Lecture : en 2019, 82 293 AT dans la Construction, soit 33 par millions d’heures rémunérées et 65,8 mortels par milliards d’heures rémunérées.
Au niveau de l’Union européenne...
… la France arrive première par le nombre d’accidents mortels au travail : 3,53 pour 100 000 salariés contre une moyenne européenne de 1,74. Le travail dans les pays comparables est beaucoup moins meurtrier (7 fois moins pour les pays-Bas !) Le taux est en Italie 2,1, Espagne 1,78, Danemark 1,43, Belgique 1,27, Allemagne 0,79, Suède 0,72, Pays-Bas 0,48 (6).
Si ce taux est rapporté au poids des activités « à risque » dans chaque pays, la France arrive deuxième derrière le Luxembourg (7).
De tels chiffres devraient inquiéter les employeurs qui peinent à trouver des candidats à l’embauche et un gouvernement qui veut mettre le travail à l’honneur. Le président Macron flattait hier le dévouement des travailleurs de première ligne qui permettaient à l’économie de tenir pendant la pandémie, quoi qu’il (leur) en coûte. Ce n’est plus d’actualité quand il s’agit de payer la note : rigueur financière oblige sobriété. Macron sarkophagé reprend le discours du « travailler plus pour gagner plus » et de « l’immigration choisie ».
Bien sûr, le travail sera toujours plus ou moins dangereux suivant le type d’activité. Les pays voisins montrent cependant qu’il est possible d’améliorer la situation de façon significative. Les mesures gouvernementales et patronales n’en prennent pas la direction et risquent d’accentuer le phénomène : allongement du temps de travail, son organisation (développement de la sous-traitance, des CDD, de l’intérim), intensification avec burn-out et suicides (même si le travail n’en est pas toujours la seule cause), stress, fatigue, sous-effectifs… L’insuffisance des contrôles de conditions de travail, suppression des comités d’hygiène, de sécurité et des conditions de travail (CHSCT) par Macron 2017, faiblesse de la médecine du travail souvent dépendante du chef d’entreprise (dans les entreprises d’au moins 2 200 salariés, le médecin du travail est salarié de l’entreprise)…
Bonus :
Il ne faut cependant pas oublier la fatigue et la souffrance des actionnaires ou grands patrons, heureusement largement assistés, qui ont vu leurs profits ou leur rémunération s’envoler. La rémunération moyenne des dirigeants du CAC 40 a augmenté de 1 million d’euros en dix ans.

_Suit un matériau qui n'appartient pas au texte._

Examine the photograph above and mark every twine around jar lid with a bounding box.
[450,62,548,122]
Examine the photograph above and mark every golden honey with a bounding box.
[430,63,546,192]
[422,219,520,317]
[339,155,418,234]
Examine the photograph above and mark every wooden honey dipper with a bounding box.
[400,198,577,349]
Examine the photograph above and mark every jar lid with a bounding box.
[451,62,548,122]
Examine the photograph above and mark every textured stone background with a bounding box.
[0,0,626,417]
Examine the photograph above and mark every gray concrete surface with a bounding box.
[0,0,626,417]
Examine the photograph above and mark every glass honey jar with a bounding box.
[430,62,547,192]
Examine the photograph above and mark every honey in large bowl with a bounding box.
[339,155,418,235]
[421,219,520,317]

Patrick Pouyanné, le PDG de TotalEnergies, déclarait récemment : « Je suis fatigué de cette accusation de “m’être augmenté de 52 %” », d’autant que cette hausse venait après diminution en 2020 du fait de la crise du Covid. Il avait effectivement raison, de tels à-coups dans sa rémunération sont difficilement supportables.
De plus, avec ses 5,944 millions d’euros de salaire annuel, soit 312 années de Smic, il n’est que le 13ème dirigeant du CAC 40 pour le montant des rémunérations. Beaucoup plus mal payé que le dirigeant de Dassault Systèmes, Bernard Charles, champion, hors catégories, avec plus de 40 millions d’euros... (Tableau C, simplifié)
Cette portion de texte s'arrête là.